Je dirais que la première particularité de cette révolution est la poésie. Déjà à Paris, cela m’avait frappé, la place que les Soudanais accordent à la poésie. Elle était très présente sur les campements. En arrivant à Khartoum, je découvre que la poésie est partout : dans les conversations, les manifestations, sur les murs. Il est commun qu’une discussion politique tourne à la joute poétique. Les poètes accompagnent chaque étape de la révolution, ils composent des « poèmes-épopées » qui s’écrivent au fur et à mesure que l’histoire se fait.
Ces poèmes, avant de savoir qui en étaient les auteurs, je les ai d’abord entendus dans la voix des révolutionnaires, en manifestation ou simplement dans la rue quand la jeunesse se rassemblait sur la place d’Athènes, au centre de Khartoum. Ils s’appellent Mostafa Sid Ahmad, Mahjoub Sharif, El Fitory, Hommeid, Azhari, ils ont passé une partie de leur vie en prison, d’autres ont été forcés à l’exil. Leurs écrits se transmettent d’une génération à l’autre. Leurs mots deviennent ensuite de puissants slogans politiques, comme « La balle ne tue pas, c’est le silence qui tue ».
Le titre Soudan, souviens-toi évoque l’acte de mémoire, à qui s’adresse ce souviens-toi ?

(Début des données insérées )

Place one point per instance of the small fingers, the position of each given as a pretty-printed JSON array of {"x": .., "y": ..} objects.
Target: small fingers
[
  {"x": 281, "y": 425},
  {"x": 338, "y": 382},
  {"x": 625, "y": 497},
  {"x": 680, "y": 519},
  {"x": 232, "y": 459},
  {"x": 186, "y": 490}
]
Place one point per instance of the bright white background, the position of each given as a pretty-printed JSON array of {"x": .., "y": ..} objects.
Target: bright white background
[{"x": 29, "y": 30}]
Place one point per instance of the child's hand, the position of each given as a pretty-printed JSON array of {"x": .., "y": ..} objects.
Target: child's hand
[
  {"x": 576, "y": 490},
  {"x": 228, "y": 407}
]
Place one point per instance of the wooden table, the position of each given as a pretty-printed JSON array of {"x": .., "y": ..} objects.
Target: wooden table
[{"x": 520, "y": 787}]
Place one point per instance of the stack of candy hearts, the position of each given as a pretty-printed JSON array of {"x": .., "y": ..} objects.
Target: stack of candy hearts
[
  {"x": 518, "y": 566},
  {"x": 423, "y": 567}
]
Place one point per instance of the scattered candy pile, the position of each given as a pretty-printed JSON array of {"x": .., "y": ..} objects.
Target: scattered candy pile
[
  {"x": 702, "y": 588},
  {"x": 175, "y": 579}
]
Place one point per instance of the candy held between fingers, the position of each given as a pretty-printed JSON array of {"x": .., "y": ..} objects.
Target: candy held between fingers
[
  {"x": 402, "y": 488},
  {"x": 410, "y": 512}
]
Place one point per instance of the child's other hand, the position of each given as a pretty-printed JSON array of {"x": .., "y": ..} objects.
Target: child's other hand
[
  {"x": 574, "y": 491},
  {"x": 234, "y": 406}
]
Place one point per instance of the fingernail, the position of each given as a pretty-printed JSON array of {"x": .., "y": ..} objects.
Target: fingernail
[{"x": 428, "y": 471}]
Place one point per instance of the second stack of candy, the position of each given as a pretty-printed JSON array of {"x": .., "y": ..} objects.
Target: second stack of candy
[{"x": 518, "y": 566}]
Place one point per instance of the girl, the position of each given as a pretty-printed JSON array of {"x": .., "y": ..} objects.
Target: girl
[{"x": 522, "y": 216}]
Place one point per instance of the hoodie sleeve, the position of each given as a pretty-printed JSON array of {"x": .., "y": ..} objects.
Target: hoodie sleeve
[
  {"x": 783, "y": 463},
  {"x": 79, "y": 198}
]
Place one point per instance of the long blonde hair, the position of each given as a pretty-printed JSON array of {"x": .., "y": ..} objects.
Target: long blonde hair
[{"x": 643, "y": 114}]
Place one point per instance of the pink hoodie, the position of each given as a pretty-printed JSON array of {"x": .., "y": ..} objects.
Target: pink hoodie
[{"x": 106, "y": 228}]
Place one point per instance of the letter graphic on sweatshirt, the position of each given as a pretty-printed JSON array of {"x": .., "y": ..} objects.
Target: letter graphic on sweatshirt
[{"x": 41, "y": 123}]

Le titre s'adresse à plusieurs choses et à plusieurs personnes. Tout d'abord, il s'adresse à la mémoire collective du peuple soudanais. Il est une invitation à se souvenir de ce moment crucial de l’histoire du Soudan, entre 2019 et 2023, cette période de lutte pour la liberté, d'espoir et de souffrance. C’est un acte de mémoire pour que les révolutions et les violences qui se sont déroulées ne soient pas oubliées. Mais, c'est aussi un appel plus intime à ceux qui ont vécu cette période, un souvenir personnel. Comme si le film était là pour fixer ce temps qui, une fois passé, ne reviendra jamais, mais qui reste capturé dans le film, comme un témoignage de ce qui s’est passé.
Le titre fait aussi écho à une idée que j’évoque dans le film : la mémoire est comme un temps scellé. Le cinéma, c’est un peu ça aussi, une sorte de scellé du temps. Quand je pense à Le Temps scellé de Tarkovski, je trouve que c’est pareil pour un film. Il capte un moment précis, une réalité qui, une fois filmée, appartient au passé mais reste là, fixée. Dans Soudan, souviens-toi, il y a cette idée que le film est comme un petit morceau de ce temps particulier, un souvenir figé dans le mouvement de l’histoire. Ce qui est capturé dans le film ne reviendra jamais, mais le film porte ce souvenir pour nous, pour le Soudan et pour le monde.
Pour finir, y -a -t-il une réalisatrice qui t’ inspire ?
Oui, Yolande Zauberman, vraiment. Elle est extraordinaire. Ce qu’elle raconte, c’est du pur cinéma. Elle a une manière très particulière de filmer, d’entrer dans des mondes fermés, avec une justesse, une sensibilité, une puissance rare. Elle a d’ailleurs reçu le César du meilleur documentaire pour son film M, qui m’a profondément marquée. M, c’est un film sur la pédophilie dans les milieux ultra-religieux, ultra-orthodoxes, en Israël, à Haïfa. Ce qui me bouleverse, c’est que ce film était presque impossible à tourner. Et pourtant, elle y arrive. Elle entre dans l’indicible. Elle filme des choses que personne ne pourrait capter. C’est ça, la puissance de Yolande Zauberman. Elle a un truc presque magique. Elle impose une confiance, une présence, une force. À chaque interview qu’elle donne, je suis impressionnée.